Nesta quinta-feira, 3 de fevereiro, a partir das 15h, haverá nova audiência pública virtual, organizada pela Frente Parlamentar Ambientalista do Estado da Bahia, em parceria com a Associação de Ação Social e Preservação das Águas, Fauna e Flora da Chapada Norte (ASPAFF). No dia 4, às 8h30, acontece outra reunião virtual do Conselho Gestor do Pesp com pauta única relacionada ao processo de concessão.
Manifesto
Quase 30 entidades assinam o manifesto, que destaca a relevância histórico-cultural, socioeconômica e ambiental do Parque Estadual das Sete Passagens: ...“Reiteramos que nossa natureza é sagrada, temos territórios autônomos e não consentiremos que nossos bens naturais sejam especulados por setores neoliberais em que colocam os lucros acima da vida. Acreditamos na capacidade de gestão pública, principalmente nas unidades de conservação ambiental, e lutaremos, até as ultimas consequências, pela melhoria dos espaços de participação social, em função de um Estado de direito mais democrático e da melhoria das políticas ambientais”, finaliza o documento.
Saiba Mais
Criado em maio de 2000, o Parque Estadual das Sete Passagens, Unidade de Conservação de Proteção Integral, está inserido na Bacia Hidrográfica do rio Itapicuru, com uma área estimada de 2.821 hectares. Abriga potencial hídrico de grande relevância local, por estar situado no Polígono das Secas, com vegetação e cadeia de montanhas que favorecem a contenção da umidade, resultando em maior pluviosidade, ou seja, as chuvas, fundamentais para a manutenção da malha hídrica.

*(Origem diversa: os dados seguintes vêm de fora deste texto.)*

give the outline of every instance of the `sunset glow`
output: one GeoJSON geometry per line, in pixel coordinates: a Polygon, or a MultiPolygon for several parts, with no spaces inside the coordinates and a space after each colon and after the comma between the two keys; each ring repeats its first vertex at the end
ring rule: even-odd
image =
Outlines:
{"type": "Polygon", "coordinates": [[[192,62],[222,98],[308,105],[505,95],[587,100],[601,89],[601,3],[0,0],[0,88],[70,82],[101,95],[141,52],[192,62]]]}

No Parque e em seu entorno, existem diversas nascentes que suprem riachos, que, por sua vez, contribuem sobremaneira para alimentar o rio Itapicuru-mirim, afluente da Bacia do Itapicuru. Diversidade de flora e fauna, incluindo espécies ameaçadas de extinção estão presentes na Unidade, que, além de Mata Atlântica, apresenta vegetação da caatinga, do cerrado, campo rupestre e matas ciliares.
A infraestrutura atual dispõe de quiosque com banheiros para visitantes; alojamento para os guardas-serviços de guia, área de camping e cozinha. As trilhas são dotadas de corrimãos e pontes.